Est-ce à dire que l’option de l’investissement par fonds propres et emprunts bancaires privilégiée jusque-là a montré ses limites et qu’il faut désormais que Sonatel sollicite le marché financier régional et, demain, international ?
Tout à fait. Pendant longtemps Sonatel n’a pas réellement profité de son rayonnement sous régional pour adresser le marché financier de la zone ; c’est ce que nous essayons de corriger en tenant compte aussi de l’évolution de la règlementation sur les ratios prudentiels des banques. L’entrée en vigueur de Bâles 2 et 3 entrainera, en effet, une réduction de la capacité d’engagement des banques de la région avec la baisse du single obligor à 25% en 2021, combinée à un niveau des fonds propres de la région relativement bas. Il nous a donc semblé nécessaire de diversifier nos sources de financements. Cette option de recourir au marché obligataire participe aussi à notre volonté d’optimisation de la structure du Bilan avec un remplacement, dans les capitaux employés, d’une partie des fonds propres par de la dette. Notre bas niveau d’endettement nous permet de le faire, tout en restant sur un ratio Dette Nette/EBITDA en deçà de la moyenne de nos pairs en Afrique saharienne.
Comment le groupe Sonatel envisage- t-il le deuxième semestre 2020 dans sa croissance propre et celle de son secteur en particulier ?

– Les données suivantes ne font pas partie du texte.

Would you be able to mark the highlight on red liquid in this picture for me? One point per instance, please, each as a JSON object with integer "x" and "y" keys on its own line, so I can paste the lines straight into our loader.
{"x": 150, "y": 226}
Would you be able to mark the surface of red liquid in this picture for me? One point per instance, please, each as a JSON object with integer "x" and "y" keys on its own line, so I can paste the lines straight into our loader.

Le groupe sera certainement confronté aux effets de la décroissance économique que connaissent les pays où nous opérons. Cette crise a en effet atteint un niveau tel que, peu importe la préparation en amont, elle est déstabilisante pour tous les secteurs, y compris celui des télécommunications. Nous gardons toutefois espoir que l’allègement des restrictions de déplacements mais également les mesures de relances décidées par les différents gouvernements dans nos pays d’opérations permettrons d’atténuer l’impact qui a été observé sur les premiers mois. Nous avons mis en œuvre dans toutes les opérations du Groupe diverses actions d’optimisations sur les charges et les premiers résultats obtenus nous rendent confiants sur notre capacité à atteindre nos prévisions de résultats malgré le risque de retard sur le chiffre d’affaires.

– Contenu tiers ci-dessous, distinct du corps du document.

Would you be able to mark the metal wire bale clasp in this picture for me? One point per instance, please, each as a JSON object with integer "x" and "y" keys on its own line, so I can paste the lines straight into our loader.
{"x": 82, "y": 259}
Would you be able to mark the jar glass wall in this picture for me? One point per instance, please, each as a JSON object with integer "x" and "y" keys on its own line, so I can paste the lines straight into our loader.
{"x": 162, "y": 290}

Au delà de cet emprunt obligataire historique, le cours boursier de la Sonatel reste un baromètre très suivi par les investisseurs étrangers à la BRVM et aussi par les particuliers résidents, les bons pères de famille (BPF) et les institutionnels. Quel message avez-vous à leur transmettre ?
Nous espérons que cette opération participera à renforcer la valeur de l’action Sonatel et à rassurer ainsi les porteurs du titre. Elle nous permet en effet de communiquer de façon très détaillée sur les fondamentaux du Groupe Sonatel qui restent très bons. Le financement de l’investissement se poursuit, ce qui augure d’un futur plus optimiste pour la réalisation de nos objectifs et ce financement se fait de manière diversifiée dans des conditions moins contraignantes en matière de délai de remboursement ; ce qui permet de consolider notre politique de dividende qui demeure plutôt attrayante.
Votre mot de la fin
Nous invitons les investisseurs à participer massivement à cet appel à l’épargne public tout en les rassurant que le Groupe Sonatel poursuit sa dynamique de croissance et de développement rentable.